6 na 7 odłączeń fotowoltaiki i elektrowni wiatrowych w ciągu ostatniego miesiąca miało miejsce w dniach, kiedy rząd nie pozwala na otwieranie sklepów.
Ostatni raz, w niedzielę 7 kwietnia, Polskie Sieci Energetyczne nakazały wyłączenie produkcji z odnawialnych źródeł energii, czyli z fotowoltaiki i wiatraków.
Zakaz otwierania sklepów w niedziele, to nie tylko miliardy złotych straty dla gospodarki i mniej miejsc pracy za zwiększoną stawkę wynagrodzenia, to także mniej równomierne zużycie energii.

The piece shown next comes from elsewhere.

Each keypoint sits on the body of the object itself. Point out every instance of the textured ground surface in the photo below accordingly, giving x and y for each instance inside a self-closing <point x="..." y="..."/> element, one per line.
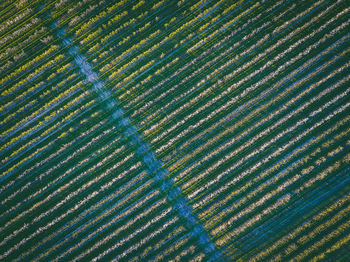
<point x="174" y="130"/>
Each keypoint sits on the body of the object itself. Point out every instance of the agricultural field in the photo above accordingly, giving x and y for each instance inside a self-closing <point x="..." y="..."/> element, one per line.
<point x="174" y="130"/>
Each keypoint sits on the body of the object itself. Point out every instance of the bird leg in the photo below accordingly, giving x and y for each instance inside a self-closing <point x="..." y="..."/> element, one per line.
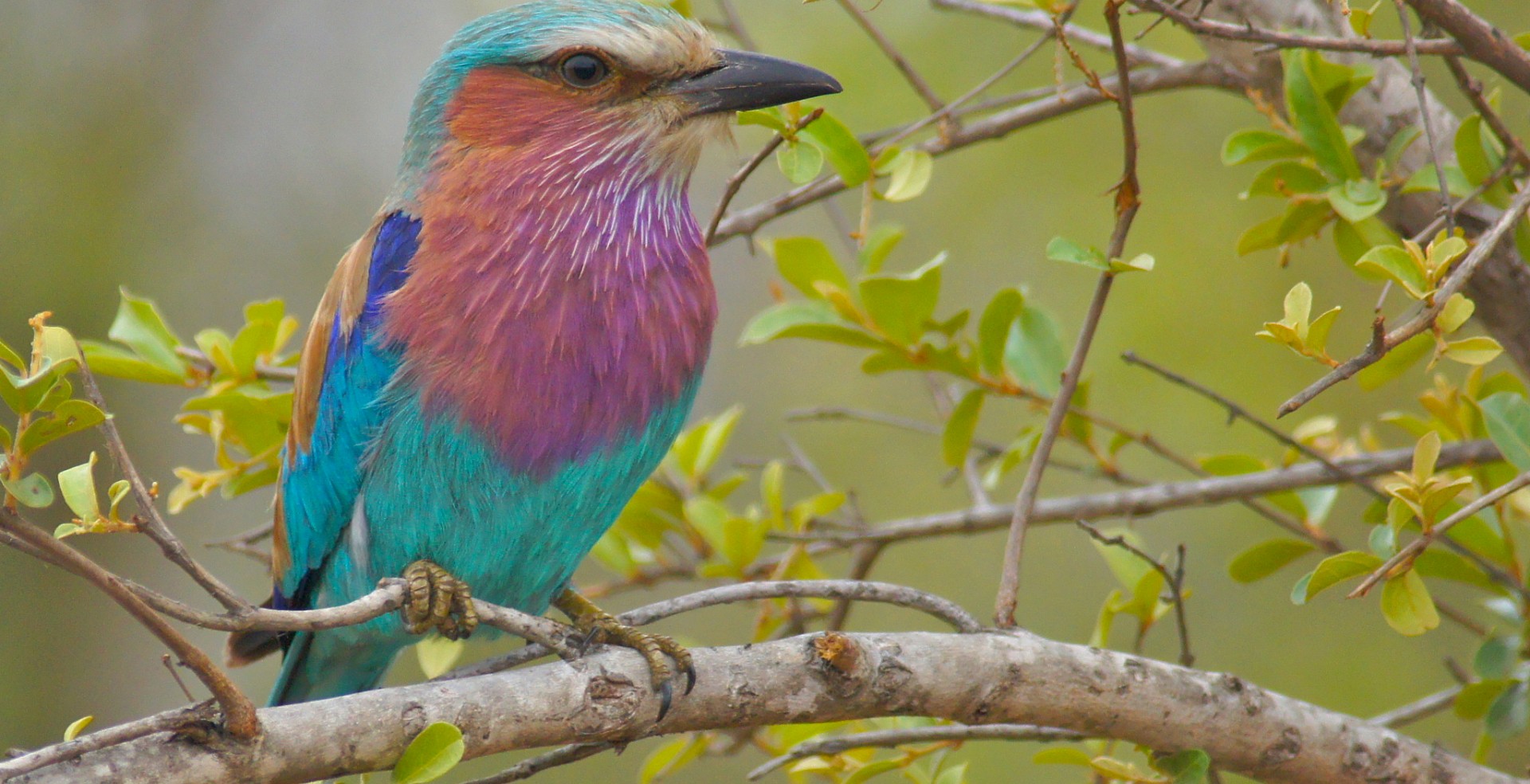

– W tygodniu energii brakuje, a w niedziele jest jej nadmiar i trzeba dokonywać odłączeń ze względu na przestarzałą infrastrukturę energetyczną w Polsce – mówi w rozmowie z MarketNews24 Grzegorz Mroczek, wiceprezes agencji doradczej Cream Property Advisors. – Trzeba też zwrócić uwagę, że odłączenia nie występują w sobotę, kiedy firmy nie pracują, ale sklepy są otwarte.
Właściciele fotowoltaiki i wiatraków tracą finansowo tylko w niedziele, kiedy sklepy są zamknięte.
Nie są w pełni wykorzystywane odnawialne źródła energii, co należy traktować jako stratę, także dla polskiej gospodarki. Tylko w Wielkanoc straciliśmy 13 000 MWh prądu.
– 13 000 MWh energii elektrycznej wystarczyłoby statystycznemu gospodarstwu domowemu w Polsce na 5 200 lat lub przez rok na zasilanie w energię niewielkiego miasteczka – komentuje Grzegorz Mroczek z Cream Property Advisors.